Every photo + video clip across the project — daily logs, RFIs, punch items, vendor notes, submittals — AI-tagged at upload and searchable in plain English.

What you see

Media aggregates every photo and video clip across the project into one browsable + searchable surface. Source pills filter to one origin (Daily Log / RFI / Punch / Submittal / Vendor / Manual). View toggles between Gallery (40-per-page grid), Timeline (grouped by capture date), and Map (geo-tagged photos when EXIF GPS is present).
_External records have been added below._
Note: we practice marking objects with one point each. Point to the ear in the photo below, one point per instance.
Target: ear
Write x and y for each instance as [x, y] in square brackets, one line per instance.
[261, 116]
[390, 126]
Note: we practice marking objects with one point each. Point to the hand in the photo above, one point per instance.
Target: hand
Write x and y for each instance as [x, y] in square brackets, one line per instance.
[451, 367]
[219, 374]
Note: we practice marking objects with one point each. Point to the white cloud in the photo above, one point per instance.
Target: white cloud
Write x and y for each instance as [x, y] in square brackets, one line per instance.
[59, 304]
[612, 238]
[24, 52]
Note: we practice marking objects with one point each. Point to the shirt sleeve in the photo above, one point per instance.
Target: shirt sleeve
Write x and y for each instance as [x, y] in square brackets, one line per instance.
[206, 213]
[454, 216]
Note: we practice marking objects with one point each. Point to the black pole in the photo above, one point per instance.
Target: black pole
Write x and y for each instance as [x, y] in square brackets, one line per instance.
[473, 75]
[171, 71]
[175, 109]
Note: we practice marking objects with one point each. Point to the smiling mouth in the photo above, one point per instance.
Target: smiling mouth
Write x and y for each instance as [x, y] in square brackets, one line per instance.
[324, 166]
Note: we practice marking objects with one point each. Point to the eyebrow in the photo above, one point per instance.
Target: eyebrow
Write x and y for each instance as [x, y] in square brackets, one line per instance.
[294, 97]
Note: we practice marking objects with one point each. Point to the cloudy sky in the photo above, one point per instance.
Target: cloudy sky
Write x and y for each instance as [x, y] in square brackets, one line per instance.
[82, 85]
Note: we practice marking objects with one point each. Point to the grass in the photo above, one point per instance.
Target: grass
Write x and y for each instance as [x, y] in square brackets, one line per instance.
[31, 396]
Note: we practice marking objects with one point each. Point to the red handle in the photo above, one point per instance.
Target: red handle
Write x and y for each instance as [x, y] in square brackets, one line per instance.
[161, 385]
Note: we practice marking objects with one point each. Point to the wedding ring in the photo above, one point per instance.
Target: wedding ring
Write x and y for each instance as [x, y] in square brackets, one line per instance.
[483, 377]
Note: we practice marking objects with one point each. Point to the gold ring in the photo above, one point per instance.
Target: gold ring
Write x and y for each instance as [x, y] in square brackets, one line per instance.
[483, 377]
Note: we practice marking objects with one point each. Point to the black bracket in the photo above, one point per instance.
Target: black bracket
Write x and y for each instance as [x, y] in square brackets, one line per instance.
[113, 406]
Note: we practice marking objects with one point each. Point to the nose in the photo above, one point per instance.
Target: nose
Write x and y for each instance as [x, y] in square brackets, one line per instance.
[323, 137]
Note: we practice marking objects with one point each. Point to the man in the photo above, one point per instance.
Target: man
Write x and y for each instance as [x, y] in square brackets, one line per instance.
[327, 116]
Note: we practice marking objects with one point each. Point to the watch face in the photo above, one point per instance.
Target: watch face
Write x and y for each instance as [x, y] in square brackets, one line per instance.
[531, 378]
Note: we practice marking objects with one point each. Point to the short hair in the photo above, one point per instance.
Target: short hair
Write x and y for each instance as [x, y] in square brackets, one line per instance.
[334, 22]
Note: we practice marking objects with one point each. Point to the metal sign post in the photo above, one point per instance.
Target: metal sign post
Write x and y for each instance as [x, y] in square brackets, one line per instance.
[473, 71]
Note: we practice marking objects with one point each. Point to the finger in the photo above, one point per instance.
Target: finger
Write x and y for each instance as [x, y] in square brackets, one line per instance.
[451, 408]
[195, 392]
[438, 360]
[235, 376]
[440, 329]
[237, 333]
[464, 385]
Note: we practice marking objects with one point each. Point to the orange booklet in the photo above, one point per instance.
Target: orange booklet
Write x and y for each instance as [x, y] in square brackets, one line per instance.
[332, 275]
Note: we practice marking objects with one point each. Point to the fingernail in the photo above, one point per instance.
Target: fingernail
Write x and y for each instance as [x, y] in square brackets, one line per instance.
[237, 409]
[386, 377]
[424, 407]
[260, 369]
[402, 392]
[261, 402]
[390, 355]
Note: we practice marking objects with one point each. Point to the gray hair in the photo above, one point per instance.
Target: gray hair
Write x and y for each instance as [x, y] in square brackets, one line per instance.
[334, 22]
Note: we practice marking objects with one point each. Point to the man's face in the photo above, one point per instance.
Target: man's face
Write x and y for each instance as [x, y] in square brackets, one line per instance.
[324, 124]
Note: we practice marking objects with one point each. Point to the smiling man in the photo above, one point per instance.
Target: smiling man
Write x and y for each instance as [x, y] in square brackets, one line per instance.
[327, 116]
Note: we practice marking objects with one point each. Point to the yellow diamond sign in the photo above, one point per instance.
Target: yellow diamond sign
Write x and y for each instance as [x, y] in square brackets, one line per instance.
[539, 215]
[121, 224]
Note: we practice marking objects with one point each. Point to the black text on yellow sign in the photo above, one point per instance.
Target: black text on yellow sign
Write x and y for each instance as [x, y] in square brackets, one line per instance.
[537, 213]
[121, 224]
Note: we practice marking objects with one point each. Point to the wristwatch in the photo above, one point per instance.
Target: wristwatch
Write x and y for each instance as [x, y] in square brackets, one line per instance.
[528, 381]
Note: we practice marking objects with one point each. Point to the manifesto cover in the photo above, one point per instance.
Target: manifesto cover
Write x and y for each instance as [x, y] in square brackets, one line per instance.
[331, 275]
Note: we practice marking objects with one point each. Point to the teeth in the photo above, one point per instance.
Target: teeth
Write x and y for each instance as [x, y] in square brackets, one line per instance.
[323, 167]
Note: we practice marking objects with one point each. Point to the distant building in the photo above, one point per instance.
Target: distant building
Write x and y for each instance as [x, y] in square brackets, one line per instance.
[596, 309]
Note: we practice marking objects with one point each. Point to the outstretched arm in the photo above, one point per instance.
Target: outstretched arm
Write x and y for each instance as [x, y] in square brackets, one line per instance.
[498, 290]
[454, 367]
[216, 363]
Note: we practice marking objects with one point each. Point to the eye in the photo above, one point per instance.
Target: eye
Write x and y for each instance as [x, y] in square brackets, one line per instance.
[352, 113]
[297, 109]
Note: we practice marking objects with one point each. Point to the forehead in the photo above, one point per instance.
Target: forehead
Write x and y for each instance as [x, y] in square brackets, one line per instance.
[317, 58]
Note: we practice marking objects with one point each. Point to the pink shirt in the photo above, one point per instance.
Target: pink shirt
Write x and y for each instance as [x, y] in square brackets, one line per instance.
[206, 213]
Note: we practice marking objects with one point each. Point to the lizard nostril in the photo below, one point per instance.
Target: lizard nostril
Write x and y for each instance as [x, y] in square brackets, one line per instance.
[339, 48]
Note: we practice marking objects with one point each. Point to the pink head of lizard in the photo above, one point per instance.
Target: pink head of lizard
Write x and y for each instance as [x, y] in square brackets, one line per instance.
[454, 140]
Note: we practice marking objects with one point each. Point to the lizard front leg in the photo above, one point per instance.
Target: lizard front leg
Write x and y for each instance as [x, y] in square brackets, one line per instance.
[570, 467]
When a photo is uploaded — from any surface — it runs through Gemini Flash vision to extract a one-sentence description and 3-8 construction tags (rebar / drywall / safety_hazard / column / south_wing / …), then through Gemini's multimodal embedding model to land in a vector space text queries can hit. Search at retrieval time is a single SQL call — typically under 1 second across thousands of photos. The alternative (run vision on every photo on every search) would take 10+ minutes per query and cost 100× more.

Every control

Search bar

Plain English. Hybrid retrieval (BM25 over description+tags + multimodal embedding similarity, fused by RRF).

Source pills

Scope to Daily Log / RFI / Punch / Submittal / Vendor / Meeting / Task / Manual. Each color-tinted by source.

Gallery view

40 tiles per page, AI tags beneath each thumbnail. Click any tile to open the lightbox.

Timeline view

Same content grouped by capture date, latest first.

Map view

Coord pins for photos with EXIF GPS. Geofencing filter ships v1.1.

Lightbox

Click a tile → full-size image / video with AI description + tag chips + capture metadata (timestamp, GPS, dimensions) on the right.

Load more

Cursor-paginated by captured_at — new uploads always land at page 1.

What gets indexed

Photos: JPEG, PNG, WebP, HEIC. Videos: MP4, WebM, MOV — for video, the first keyframe is extracted and embedded. EXIF data (captured_at, GPS, dimensions) is parsed client-side before upload. A perceptual hash is computed for soft-dedupe.